The legislation, approved by the state Legislature this year as Senate Bill 1439 and signed into law by the Governor (“SB 1439”), amended Government Code Section 84308 to establish two new restrictions for local elected officials related to campaign contributions that previously applied only to appointed officials such as commissioners and department heads:
- Limitation on Soliciting or Accepting Campaign Contributions from Certain Parties. First, SB 1439 prohibits local elected officials from soliciting, accepting, or directing campaign contributions of more than $250 to any local, state, or federal candidate or campaign, including ballot measure campaigns, from a party or participant or their agents involved in certain contracting, permitting, or other entitlement for use and land use proceedings pending before the official’s agency and for 12 months after the agency renders a decision on the matter.
- Disqualification Based on Past Campaign Contributions. Second, SB 1439 prohibits local elected officials from voting on certain contracts, permits, or other entitlements for use including land use entitlements if the official received a contribution to the official’s campaign of more than $250 in the prior 12 months from a party or participant or their agents with a financial interest in the proceeding. Officials must recuse from participating in the matter, unless they cure the violation within a designated timeframe as described below in the legislative overview.
SB 1439 expands the Levine Act, first adopted in 1982, to local elected officials. The Levine Act applied only to appointed officials such as commissioners and department heads. The Levine Act precluded an appointed official from soliciting or accepting a campaign contribution from a party with an interest in a matter before them for 3 months following the decision. SB 1439 extends that period to 12 months for both appointed officials and elected officials.
“We welcome the renewed statewide attention to curbing pay-to-play politics,” stated LeeAnn Pelham, Executive Director of the San Francisco Ethics Commission. “Our team will be working with local officials to understand and abide by the new restrictions.”
“SB 1439 is an important step in strengthening the transparency of municipal decision making and reducing outside influence. My office is prepared to assist City officials in complying with these new requirements,” said City Attorney David Chiu. Ethics Staff prepared this guidance in consultation with the City Attorney’s Office.
SB 1439 covers campaign contributions over $250 from any party or participant or their agents in proceedings involving a “license, permit, or other entitlement for use.” Such proceedings include land use permits and entitlements, contracts (other than competitively bid, labor, or personal employment contracts), and franchises. A party is a person, including a business entity, that files an application for, or is the subject of a proceeding, involving a license, permit, or other entitlement for use.
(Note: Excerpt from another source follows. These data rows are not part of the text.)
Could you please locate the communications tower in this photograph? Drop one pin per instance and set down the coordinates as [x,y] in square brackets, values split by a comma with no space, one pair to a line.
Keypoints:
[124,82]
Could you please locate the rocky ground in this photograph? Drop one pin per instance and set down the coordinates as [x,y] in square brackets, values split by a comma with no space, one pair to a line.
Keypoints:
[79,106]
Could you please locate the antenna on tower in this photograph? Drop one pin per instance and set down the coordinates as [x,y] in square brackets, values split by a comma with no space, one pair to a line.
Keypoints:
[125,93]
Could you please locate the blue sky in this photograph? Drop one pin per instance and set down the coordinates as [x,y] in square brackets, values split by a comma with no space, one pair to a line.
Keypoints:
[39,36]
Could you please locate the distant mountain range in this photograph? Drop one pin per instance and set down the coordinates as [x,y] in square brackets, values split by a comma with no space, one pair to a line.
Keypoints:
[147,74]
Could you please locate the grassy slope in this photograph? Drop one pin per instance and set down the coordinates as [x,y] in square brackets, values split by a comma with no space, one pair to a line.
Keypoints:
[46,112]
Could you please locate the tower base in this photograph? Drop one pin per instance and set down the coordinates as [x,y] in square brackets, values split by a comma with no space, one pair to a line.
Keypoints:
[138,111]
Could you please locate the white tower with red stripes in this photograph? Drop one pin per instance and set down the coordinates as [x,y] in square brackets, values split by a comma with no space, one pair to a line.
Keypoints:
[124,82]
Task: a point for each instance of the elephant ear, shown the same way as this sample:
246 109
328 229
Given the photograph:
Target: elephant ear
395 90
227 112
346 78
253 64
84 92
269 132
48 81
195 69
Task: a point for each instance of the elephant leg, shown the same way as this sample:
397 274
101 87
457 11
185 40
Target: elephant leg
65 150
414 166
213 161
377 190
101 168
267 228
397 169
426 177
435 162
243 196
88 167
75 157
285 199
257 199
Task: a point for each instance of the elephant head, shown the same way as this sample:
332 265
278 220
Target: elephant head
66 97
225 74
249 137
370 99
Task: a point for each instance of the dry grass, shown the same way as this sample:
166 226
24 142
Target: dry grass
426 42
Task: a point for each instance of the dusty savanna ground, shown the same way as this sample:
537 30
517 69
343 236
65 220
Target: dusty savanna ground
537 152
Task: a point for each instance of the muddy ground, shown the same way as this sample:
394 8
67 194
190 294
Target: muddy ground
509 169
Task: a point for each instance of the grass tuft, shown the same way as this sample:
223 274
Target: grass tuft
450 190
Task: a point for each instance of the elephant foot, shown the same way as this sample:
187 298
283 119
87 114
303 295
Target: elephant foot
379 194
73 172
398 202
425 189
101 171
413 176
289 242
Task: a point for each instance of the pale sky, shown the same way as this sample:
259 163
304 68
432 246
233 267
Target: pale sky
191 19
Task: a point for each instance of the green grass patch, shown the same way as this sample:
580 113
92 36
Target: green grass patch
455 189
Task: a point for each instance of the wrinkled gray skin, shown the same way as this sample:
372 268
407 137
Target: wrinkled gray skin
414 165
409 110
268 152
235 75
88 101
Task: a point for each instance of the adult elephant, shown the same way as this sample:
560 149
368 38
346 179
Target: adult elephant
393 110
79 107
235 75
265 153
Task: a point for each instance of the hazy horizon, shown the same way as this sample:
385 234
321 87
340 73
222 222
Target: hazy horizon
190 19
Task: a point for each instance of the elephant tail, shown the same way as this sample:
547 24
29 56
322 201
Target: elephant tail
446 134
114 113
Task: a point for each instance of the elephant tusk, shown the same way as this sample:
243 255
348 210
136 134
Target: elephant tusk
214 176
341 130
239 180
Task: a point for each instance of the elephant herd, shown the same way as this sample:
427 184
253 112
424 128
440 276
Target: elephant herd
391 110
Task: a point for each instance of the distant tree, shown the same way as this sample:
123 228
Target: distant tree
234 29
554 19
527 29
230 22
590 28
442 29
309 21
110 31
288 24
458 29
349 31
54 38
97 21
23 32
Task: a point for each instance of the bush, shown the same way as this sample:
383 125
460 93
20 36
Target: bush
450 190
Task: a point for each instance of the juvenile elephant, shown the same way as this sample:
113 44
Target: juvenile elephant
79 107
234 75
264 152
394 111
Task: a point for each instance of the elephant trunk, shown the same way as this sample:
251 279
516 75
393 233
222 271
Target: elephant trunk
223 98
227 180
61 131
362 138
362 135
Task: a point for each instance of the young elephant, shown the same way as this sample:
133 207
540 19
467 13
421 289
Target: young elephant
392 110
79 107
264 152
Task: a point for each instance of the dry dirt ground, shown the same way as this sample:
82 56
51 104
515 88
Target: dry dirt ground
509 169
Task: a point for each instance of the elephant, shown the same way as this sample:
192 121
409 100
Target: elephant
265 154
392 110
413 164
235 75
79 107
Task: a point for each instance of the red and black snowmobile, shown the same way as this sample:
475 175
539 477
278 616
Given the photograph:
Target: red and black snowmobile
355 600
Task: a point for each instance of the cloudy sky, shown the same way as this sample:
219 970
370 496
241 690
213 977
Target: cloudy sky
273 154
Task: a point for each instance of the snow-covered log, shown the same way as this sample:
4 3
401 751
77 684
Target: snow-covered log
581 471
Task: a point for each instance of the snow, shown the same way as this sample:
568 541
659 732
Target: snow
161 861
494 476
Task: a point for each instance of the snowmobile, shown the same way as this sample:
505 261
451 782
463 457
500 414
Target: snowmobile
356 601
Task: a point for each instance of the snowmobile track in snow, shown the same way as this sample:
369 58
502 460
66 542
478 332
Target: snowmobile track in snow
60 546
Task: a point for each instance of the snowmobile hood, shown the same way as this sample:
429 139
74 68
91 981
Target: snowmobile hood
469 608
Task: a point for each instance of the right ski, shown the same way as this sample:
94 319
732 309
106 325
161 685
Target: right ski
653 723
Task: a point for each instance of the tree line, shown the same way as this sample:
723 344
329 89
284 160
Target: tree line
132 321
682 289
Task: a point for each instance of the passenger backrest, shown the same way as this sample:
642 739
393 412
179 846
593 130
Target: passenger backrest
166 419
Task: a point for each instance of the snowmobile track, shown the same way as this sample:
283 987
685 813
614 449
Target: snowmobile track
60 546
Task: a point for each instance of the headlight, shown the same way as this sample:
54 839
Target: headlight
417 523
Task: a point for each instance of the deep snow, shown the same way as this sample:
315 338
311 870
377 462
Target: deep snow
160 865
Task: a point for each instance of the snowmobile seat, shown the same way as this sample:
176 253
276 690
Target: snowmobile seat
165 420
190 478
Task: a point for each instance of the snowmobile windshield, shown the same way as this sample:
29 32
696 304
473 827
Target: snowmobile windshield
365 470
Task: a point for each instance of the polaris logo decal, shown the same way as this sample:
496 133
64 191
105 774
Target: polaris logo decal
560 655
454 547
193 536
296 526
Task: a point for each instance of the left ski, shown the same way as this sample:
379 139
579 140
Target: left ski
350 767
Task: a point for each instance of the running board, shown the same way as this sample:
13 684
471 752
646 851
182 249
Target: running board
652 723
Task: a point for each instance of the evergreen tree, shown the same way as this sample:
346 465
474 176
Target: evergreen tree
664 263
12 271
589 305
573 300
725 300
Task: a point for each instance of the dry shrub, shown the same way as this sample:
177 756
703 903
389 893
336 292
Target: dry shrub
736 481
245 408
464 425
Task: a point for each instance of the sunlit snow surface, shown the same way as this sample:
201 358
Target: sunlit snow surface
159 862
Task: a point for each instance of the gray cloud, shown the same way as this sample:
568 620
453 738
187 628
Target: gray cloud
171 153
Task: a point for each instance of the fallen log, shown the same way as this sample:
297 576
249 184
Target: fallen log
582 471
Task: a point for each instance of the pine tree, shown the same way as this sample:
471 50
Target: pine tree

A participant is any person, including a business entity, that is not a party to the proceeding but that actively supports or opposes a particular decision by lobbying the agency, testifying before the agency, or otherwise seeking to influence the agency and that has a financial interest in the outcome of the decision. Where a party or participant is a business entity, contributions from affiliated entities may also count towards the $250 limit. And if the party or participant is a closed corporation, the majority shareholder is also subject to the restrictions. An agent of a party or participant is an individual or business entity that represents the party or participant in the proceeding.
The legislation contains two cure provisions:
- With regard to the limitation on soliciting or accepting campaign contributions, if an official accepts, solicits, or directs a contribution of $250 or more from a party, participant, or agent in a covered proceeding within the 12 months following the agency’s decision in the matter, the official can cure the violation by returning the contribution or the portion of the contribution that exceeds $250 within 14 days of accepting, soliciting, or directing the contribution, whichever comes latest. The official may rely on this cure provision where the official did not knowingly and willfully accept, solicit, or direct the contribution.
- With regard to the disqualification provision, where an official has received a contribution within the 12-month lookback period that would require recusal, the official may return the contribution within 30 days of learning of the covered proceeding and the contribution and may then participate in the matter. For example, if the official received the contribution 8 months ago and then learns a proceeding is now pending before the agency and will be before the official for consideration within the next two months, the official may return the contribution within 30 days of learning of the proceeding and participate in the matter.
Application of SB 1439 to 2022 Election Cycle and Proceedings Occurring in 2022
On December 22, 2022, the Fair Political Practices Commission adopted an opinion finding that the changes made by SB 1439 do not apply retroactively to conduct that occurred prior to January 1, 2023. Therefore, campaign contributions that elected officials received in 2022 will not disqualify them from participating in proceedings, and officials are not precluded from receiving a campaign contribution based on their participation in a covered proceeding prior to January 1, 2023. However, contributions made in 2023 to a campaign committee formed for or ahead of the 2022 election cycle are regulated by SB 1439.